Por mais que tenha se atrapalhado com os versos da marota Tem Pouca Diferença (Durval Vieira, 1982) na estreia do show, Vanessa da Mata já se porta no palco com segurança. E com uma vivacidade que valoriza números como ABC do Sertão (Luiz Gonzaga e Zé Dantas, 1953) e o xaxado Oia Eu Aqui de Novo (Antonio Barros da Silva, 1967). Nos números mais expansivos, a propósito, a cantora volta e meia rodopia pelo palco evidenciando a beleza do figurino escolhido para celebrar Gonzaga em cena. Mesmo que ainda possa ficar mais azeitado, caso caia na estrada, o show é musicalmente muito interessante. Forró no Escuro (Luiz Gonzaga, 1958) é iluminado pelo suingue da guitarra de Gustavo Ruiz. Sabiá (Luiz Gonzaga e Zé Dantas, 1951) abre o show em registro mais lento que enfatiza a melodia do baião. Pau de Arara (Luiz Gonzaga e Guio de Moraes, 1952) sacode em balanço particular. Já Pense n'Eu (Luiz Gonzaga Jr, 1984) - exemplo do cruzamento da obra de Gonzagão com a de seu filho Gonzaguinha, a partir da segunda metade dos anos 60 - é outro número que reitera o progresso de Vanessa da Mata como intérprete. Que sela sua cumplicidade com o público em A Vida do Viajante (Luiz Gonzaga e Hervê Cordovil, 1953), música que Mata canta na beira do palco, incentivando o coro da plateia. No bis, o baião Qui Nem Jiló (Luiz Gonzaga e Humberto Teixeira, 1953) - ambientado em clima de forró pé de serra - e Pagode Russo (Luiz Gonzaga, 1946), em andamento próximo do frevo, acentuam o caráter festivo deste show idealizado para celebrar Luiz Gonzaga. E, quanto mais desrespeita Januário, mais Vanessa da Mata mostra que a obra de Lua tem força para atravessar gerações e animar mais do que as festas do interior do Brasil.

Anônimo disse...

Não ouvi nada, mas concordo com o Mauro que quanto mais "desrespeitar" mais interessante fica.
Estrada de Canindé é das mais lindas.
"... Coisas que pra mode ver o cristão tem que andar a pé."

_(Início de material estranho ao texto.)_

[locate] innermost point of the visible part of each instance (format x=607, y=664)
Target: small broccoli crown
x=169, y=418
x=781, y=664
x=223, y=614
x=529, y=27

PS: A cidade está começando a ficar enfumaçada - de fogueiras.
Viva São João e Gonzagão!

André disse...

Vivemos no país das cantoras...adoro cada uma com suas expressivas particularidades, umas brejeiras, outras cult, algumas sambistas, ou seja tem pra todos os gostos. Adoro o "mercado", não vivo sem!

Marcelo disse...

Pra mim, continua sendo uma das cantoras mais desafinadas da MPB.

Maria disse...

Concordo com Marcelo! só é cantora de estúdio porque ao vivo decepciona.

Maria disse...

Eu faço aniversário no mesmo dia que Luiz Gonzaga 13 de dezembro! que orgulho.

Pedro Progresso disse...

Confirmo as palavras do Mauro: nem parece Vanessa da Mata. ela está muito afinada e segura. O show é curto e pontual, muito belo. Os arranjos ficaram incríveis. Merecia um registro.